Don’t Look Down

man with painted nails drinking a pint

It’s 10AM on a Tuesday and I’m sitting in my kitchen with a quarter full bottle of cointreau that’s been in my cupboard longer than I’ve been out of the closet. The bottle was gifted to me by my sister some time around 2013. I can only assume she herself had received it as a gift and sought to pawn it off on her baby brother, who was at university and would almost certainly drink anything. I detest cointreau. I’ve transported this bottle between 6 different post-university addresses, it has only ever been a burden. Until this morning, when I was frantically searching my studio apartment for something to remove the sparkly nail polish I had been wearing since the previous Friday. Cointreau is 40% alcohol so that should do the trick, right? Wrong, obviously. But when you find yourself sat at your breakfast bar in your pants, desperately trying to scratch off the remnants of last week’s glam with nothing but a piece of kitchen roll dipped in 12 year old orange sec, you naturally start to pontificate on what in the actual fuck you are doing with your life. How did I get here? Why am I so determined to remove this nail polish?

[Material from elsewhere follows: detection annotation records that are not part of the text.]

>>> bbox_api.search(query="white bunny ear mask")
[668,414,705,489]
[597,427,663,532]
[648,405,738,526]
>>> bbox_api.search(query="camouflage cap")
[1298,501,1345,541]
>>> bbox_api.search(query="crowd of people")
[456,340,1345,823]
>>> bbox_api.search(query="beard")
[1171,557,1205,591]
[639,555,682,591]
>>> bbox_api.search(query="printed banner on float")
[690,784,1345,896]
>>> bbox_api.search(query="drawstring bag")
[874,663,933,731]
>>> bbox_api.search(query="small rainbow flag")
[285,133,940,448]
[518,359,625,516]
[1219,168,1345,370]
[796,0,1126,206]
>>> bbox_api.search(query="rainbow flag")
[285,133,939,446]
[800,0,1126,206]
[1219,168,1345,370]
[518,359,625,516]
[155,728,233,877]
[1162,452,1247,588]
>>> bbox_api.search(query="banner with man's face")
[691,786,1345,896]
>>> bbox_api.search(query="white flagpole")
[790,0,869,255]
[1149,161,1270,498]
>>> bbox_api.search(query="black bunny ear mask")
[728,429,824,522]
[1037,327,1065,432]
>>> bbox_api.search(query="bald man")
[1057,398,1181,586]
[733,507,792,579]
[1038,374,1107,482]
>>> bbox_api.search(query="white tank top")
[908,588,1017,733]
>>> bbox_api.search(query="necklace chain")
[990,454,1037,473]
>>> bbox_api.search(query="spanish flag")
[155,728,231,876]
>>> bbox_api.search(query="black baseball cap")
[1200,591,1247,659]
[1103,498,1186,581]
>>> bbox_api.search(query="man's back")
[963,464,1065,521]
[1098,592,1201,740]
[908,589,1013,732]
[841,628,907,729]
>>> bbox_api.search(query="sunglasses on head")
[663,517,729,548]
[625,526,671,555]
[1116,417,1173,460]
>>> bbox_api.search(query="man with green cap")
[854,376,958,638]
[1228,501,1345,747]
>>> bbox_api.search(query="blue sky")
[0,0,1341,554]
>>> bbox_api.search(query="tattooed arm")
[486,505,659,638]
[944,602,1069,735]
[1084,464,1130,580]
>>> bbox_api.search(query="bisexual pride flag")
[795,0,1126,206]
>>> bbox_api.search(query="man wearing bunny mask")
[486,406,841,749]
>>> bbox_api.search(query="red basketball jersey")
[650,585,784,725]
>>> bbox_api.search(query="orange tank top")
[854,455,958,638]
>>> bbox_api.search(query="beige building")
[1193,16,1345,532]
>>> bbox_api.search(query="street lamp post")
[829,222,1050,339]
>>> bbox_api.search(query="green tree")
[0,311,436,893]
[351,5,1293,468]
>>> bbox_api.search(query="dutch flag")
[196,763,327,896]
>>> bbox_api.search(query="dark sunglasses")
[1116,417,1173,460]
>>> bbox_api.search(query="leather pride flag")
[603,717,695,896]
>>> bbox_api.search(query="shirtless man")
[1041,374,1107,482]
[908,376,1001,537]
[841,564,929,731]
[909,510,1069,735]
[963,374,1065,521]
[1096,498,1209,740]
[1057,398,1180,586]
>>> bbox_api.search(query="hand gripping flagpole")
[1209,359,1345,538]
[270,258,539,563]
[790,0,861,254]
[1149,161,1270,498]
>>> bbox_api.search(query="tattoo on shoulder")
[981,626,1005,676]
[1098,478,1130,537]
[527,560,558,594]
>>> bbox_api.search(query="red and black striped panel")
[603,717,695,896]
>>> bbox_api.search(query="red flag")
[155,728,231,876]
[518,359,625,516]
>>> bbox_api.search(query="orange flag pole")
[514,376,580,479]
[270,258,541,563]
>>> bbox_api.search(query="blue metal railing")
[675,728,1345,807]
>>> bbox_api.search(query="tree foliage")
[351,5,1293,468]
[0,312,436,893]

I used to wear nail polish regularly, my subtle way of letting people know I was a little fruity. It was an act of kindness to save strangers from their embarrassment, in reaction to their own discomfort, of not being absolutely certain of my sexual preference. But then nail polish was co-opted by the heterosexual feminist fuckboy. The guy strategically sitting in the place of highest visibility in a busy pub, peering over the top of a pristine copy of “The Bell Jar” which he grips with olive green painted nails. Thus ended my relationship with nail polish. 

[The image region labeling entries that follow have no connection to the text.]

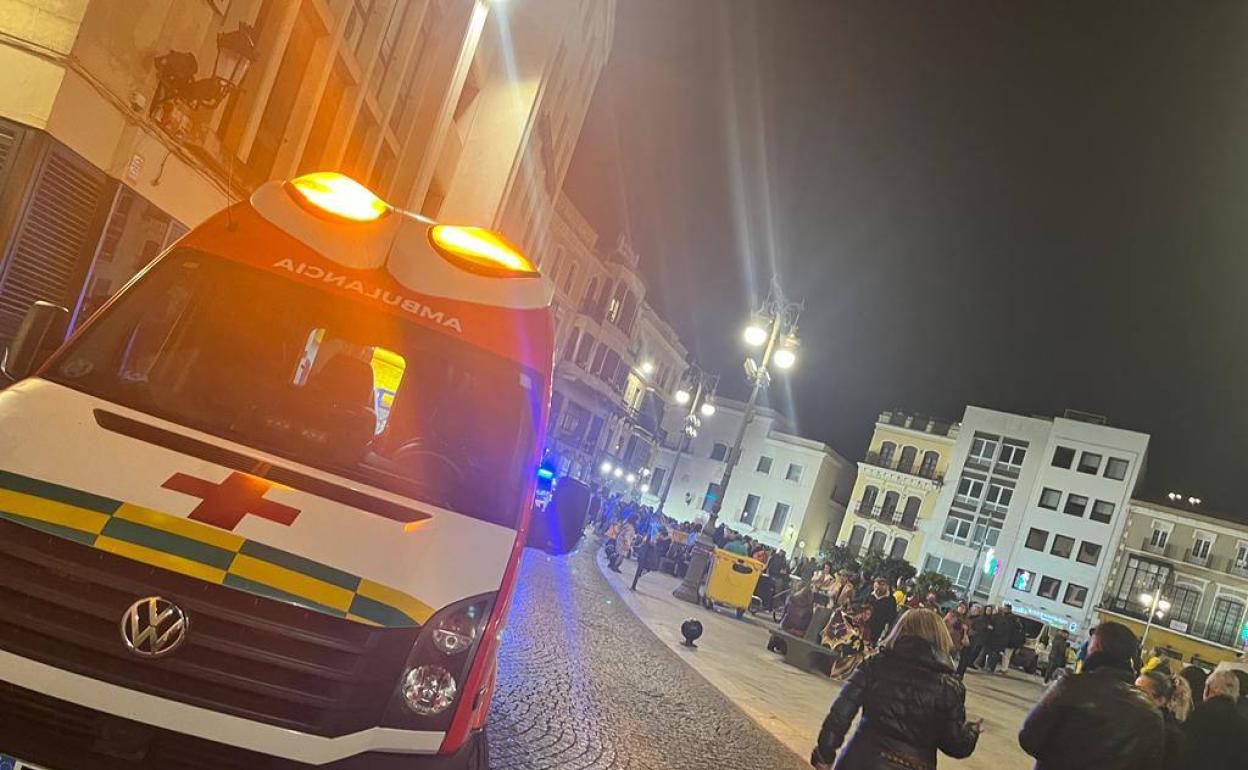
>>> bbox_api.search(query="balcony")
[1227,559,1248,580]
[854,500,880,519]
[1101,597,1241,651]
[1183,548,1209,567]
[852,500,919,532]
[862,452,945,484]
[1139,537,1172,559]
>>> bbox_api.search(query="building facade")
[542,192,688,479]
[0,0,614,346]
[643,399,854,555]
[921,407,1148,631]
[1098,499,1248,668]
[836,411,958,563]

What once I had discarded because it was no longer a useful distinguisher, was now conversely terrifying me in part because of its property to do exactly that, single me out. I am hopping on a train at midday to spend my day exploring the pubs of Derby. I’ve put on a Williams Rothmans F1 Jacket from 1994, that I hope will ingratiate me to the old boys one expects to populate boozers on a Tuesday early afternoon. The rest of my outfit is very plain, some blue jeans (not too skinny or baggy) and a pair of new balance trainers. It’s a carefully curated costume that I hope will help me slink in and out of boozers all day with minimum fuss, even if my still sparkling nails feel like a glimmering chink in my armour.

When did I relearn this shame? Not too many years ago I would happily stride into a pub in tiny red hot pants and a pair of glittery pink doc martens. Is my sense of foreboding a sign of regression in my development of self, or a terrifying reflection of the direction British societal attitudes have taken in the last decade or so? Am I myself guilty of exhibiting prejudice in my assumption of homophobia from men of a certain age, or that pubs are a space primarily dominated by such men? There is a thin line between this ‘prejudice’ and genuine self-defence and I despise myself for towing it. 

In my role as The Bartender I subconsciously adjust my performance of gendered behaviours to the wants of the customer. I camp up to Judie because she comes in alone and my camping reminds her of her hairdresser and that makes her feel safe. I deepen my voice slightly to talk to Tim about football, so that my superior knowledge on the matter doesn’t threaten his own sense of masculinity. This all comes naturally after years of being on the stage of the bar. It’s a kind of drag except the gendered behaviours I’m performing occur on a sliding scale, depending on the audience, or more likely my perception of said audience. 

Does my aching to remove the sparkle on my nails express the shifting sands of societal tolerance, or an utter loss of self? Have I spent so long morphing between slightly altered versions of myself that I am no longer certain of where the truth lies?

I have spent 10 years front of house, disassembling and reconstructing myself, amplifying and surpressing certain aspects of my identity as each individual situation (and customer) requires. In my wake I litter traits either purposefully discarded, or forgotten. In my path lies a breadcrumb trail of new characteristics, some more desirable than others. In my darkest moments I feel as though the longer my journey continues, the more desirable breadcrumbs become fewer and further between, whilst the parts of myself that I admire are becoming harder to hold on to.

It’s natural of course for people to evolve over time, for pieces of our identity to shift in response to changes in circumstances, and the people we surround ourselves with. But what happens when pieces of your identity are fabrications, things you have acquired not because of your own personal evolution, but because you are required to adopt them temporarily to serve and please others? When you are swapping these pieces in and out tens of times a day for years on end, in the moments you have in which to catch your breath, how is it possible to remember which parts of you are real and which are affectations? I am my very own ship of Theseus, eyes fixed firmly on the horizon, never looking down at the water upon which I sail lest I catch a glimpse of a reflection that I no longer recognise; a reflection that has lost its sparkle.